Ia juga bersyukur lantaran masih ada orang baik yang bersedia di membantunya melewati masa-masa sulit ini.
"Ya itu ketolong sama tetangga. Katanya dari temannya juga bantuin buat bayar kontrakan."
"Tapi karena kemahalan kita nggak sanggup bayar buat bulan berikutnya ya. Akhirnya pindah lagi ke daerah Bambu Apus ini," ungkapnya.
Meskipun dalam kondisi sederhana dan seadanya, Yulian mengaku bersyukur karena anak-anaknya dapat memahami keadaan keluarga dengan baik.
"Sekarang kalau anak-anak keliling saya masak. Sebab kan ada adiknya juga jadi agak lama juga proses kerjanya. Makanya anak-anak kalau ditanya orang ibunya kemana, mereka jawab saya lagi masak opak dan kerupuk. Karena memang begitu kenyataanya."
"Sekarang untung seribu dua ribu pasti saya lakoni. Kalau nggak begini kami enggak makan. Yang penting ada putaran uang masuk untuk kebutuhan sehari-hari aja sama untuk bayar kontrakan. Saya juga kasihan ke anak kalau sampai terusir lagi," jelas Yuli.
Melansir informasi dari Kompas.com, pandemi covid-19 ini memang disebutkan sangat berdampak pada masyarakat lapisan menengah ke bawah.
Mengutip data yang disajikan Badan Pusat Statistik (BPS) menerbitkan laporan hasil survei sosial demografi pada bulan Juni lalu, covid-19 paling rentan menyerang masyarakat miskin, rentan miskin dan pekerja informal.
Penyajian hasil survei ini bertujuan untuk memberikan informasi kepada para pemangku kepentingan untuk menyusun kebijakan dalam menghadapi pandemi ini.
Dari survei tersebut, sebanyak 70,53 persen responden dalam kelompok berpendapatan rendah (kurang dari Rp 1,8 juta) mengaku mengalami penurunan pendapatan.

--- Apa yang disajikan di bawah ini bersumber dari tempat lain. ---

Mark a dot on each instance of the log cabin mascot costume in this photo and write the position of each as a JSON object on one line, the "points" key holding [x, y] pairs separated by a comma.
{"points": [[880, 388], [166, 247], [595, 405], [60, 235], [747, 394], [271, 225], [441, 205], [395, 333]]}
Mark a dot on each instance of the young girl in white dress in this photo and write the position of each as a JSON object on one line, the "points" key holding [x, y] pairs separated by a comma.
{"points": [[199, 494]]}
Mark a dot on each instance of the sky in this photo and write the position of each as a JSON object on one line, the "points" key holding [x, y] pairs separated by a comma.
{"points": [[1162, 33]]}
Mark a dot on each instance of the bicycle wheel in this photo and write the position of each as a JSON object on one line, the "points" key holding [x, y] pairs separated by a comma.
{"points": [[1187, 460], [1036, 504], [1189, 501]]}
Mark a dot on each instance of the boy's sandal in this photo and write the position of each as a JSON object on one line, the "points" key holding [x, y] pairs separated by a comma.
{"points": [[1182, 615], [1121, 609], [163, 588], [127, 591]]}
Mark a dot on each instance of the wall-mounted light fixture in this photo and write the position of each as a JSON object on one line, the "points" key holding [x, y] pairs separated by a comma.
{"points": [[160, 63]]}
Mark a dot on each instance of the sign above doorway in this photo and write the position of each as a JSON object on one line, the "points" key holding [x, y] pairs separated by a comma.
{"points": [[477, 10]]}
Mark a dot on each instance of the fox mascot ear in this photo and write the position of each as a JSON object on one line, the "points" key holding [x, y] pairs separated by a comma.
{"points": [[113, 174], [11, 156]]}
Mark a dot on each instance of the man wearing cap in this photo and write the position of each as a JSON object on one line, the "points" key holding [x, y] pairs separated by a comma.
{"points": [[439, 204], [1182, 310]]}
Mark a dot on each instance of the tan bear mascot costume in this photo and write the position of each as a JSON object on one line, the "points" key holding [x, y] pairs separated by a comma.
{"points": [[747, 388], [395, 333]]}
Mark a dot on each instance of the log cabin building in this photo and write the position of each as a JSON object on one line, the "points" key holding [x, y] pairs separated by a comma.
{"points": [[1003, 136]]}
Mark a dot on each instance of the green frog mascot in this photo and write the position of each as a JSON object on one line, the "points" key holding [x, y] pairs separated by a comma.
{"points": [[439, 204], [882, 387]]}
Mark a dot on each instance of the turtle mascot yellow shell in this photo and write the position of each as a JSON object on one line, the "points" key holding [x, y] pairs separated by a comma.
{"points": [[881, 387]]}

Sementara itu, 46,77 persen masyarakat dengan penghasilan Rp 1,8 juta sampai Rp 3 juta juga mengalami nasib yang sama.
Sekitar 37,19 persen kelompok masyarakat dengan penghasilan Rp 3 juta sampai Rp 4,8 juta dan 31,67 persen kelompok berpenghasilan Rp 4,8 juta sampai Rp 7,2 juta menyebutkan, pendapatan mereka menurun.